We’re in Maple Tree Square, in Gastown, in 1907 – and in 2011 there’s Gassy Jack’s statue, but in 1907 there’s a spiffy new hotel, the Alexandra. Parr and Fee designed it the year before, and it replaced a building less than 20 years old, the Sunnyside Hotel. The Sunnyside was one of the first buildings in Granville – built in 1875 before the town was renamed as Vancouver – and it sat on the water side of Water Street, so mostly on piles over the beach. It was right opposite (Gassy) Jack Deighton’s hostelry.
The original hotel burned with the rest of the city in 1886, but a new structure was quickly built to replace it and given the old name. It’s still listed in 1906, but in 1907 it’s replaced by the ‘Alexandria’ – corrected to Alexandra in subsequent years. Just 11 years later that’s gone too; in 1917 it’s still there – In 1918 the 2-storey extension to the 1911 Swift Meat Packing Company was built.

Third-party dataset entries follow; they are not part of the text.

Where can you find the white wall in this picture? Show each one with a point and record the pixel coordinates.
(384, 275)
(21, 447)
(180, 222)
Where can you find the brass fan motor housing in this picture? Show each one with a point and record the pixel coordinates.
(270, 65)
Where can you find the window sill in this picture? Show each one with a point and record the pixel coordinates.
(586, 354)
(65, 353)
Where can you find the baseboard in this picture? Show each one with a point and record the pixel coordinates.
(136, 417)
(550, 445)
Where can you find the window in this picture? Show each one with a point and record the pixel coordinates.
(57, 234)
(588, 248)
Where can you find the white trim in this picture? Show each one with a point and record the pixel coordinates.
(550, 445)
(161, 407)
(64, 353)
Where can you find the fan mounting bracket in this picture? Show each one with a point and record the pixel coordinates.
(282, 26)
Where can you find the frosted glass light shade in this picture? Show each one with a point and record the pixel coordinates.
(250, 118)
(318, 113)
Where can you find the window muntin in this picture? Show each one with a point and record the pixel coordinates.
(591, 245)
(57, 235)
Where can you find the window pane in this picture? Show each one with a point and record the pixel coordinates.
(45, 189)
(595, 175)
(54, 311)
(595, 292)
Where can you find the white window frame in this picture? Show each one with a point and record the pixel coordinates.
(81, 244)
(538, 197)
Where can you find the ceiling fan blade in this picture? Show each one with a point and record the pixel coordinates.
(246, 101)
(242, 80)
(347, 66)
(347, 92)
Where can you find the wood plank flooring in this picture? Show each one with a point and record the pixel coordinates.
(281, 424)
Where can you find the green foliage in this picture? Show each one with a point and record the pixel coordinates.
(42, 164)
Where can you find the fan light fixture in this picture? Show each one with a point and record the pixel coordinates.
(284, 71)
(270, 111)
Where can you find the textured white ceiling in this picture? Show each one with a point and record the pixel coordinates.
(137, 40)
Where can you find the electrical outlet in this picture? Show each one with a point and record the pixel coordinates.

There’s no record of who designed it, but the 1911 4-storey (later 5-storey) structure to the west was designed by Swift Canadian Co and there’s no reason to suppose they needed anyone else to help design a 2-storey brick-faced box extension. More recently it’s been a restaurant and a furniture store, and is now awaiting a new tenant, but it’s a smaller and meaner building than the hotel that lasted only a few years on the site.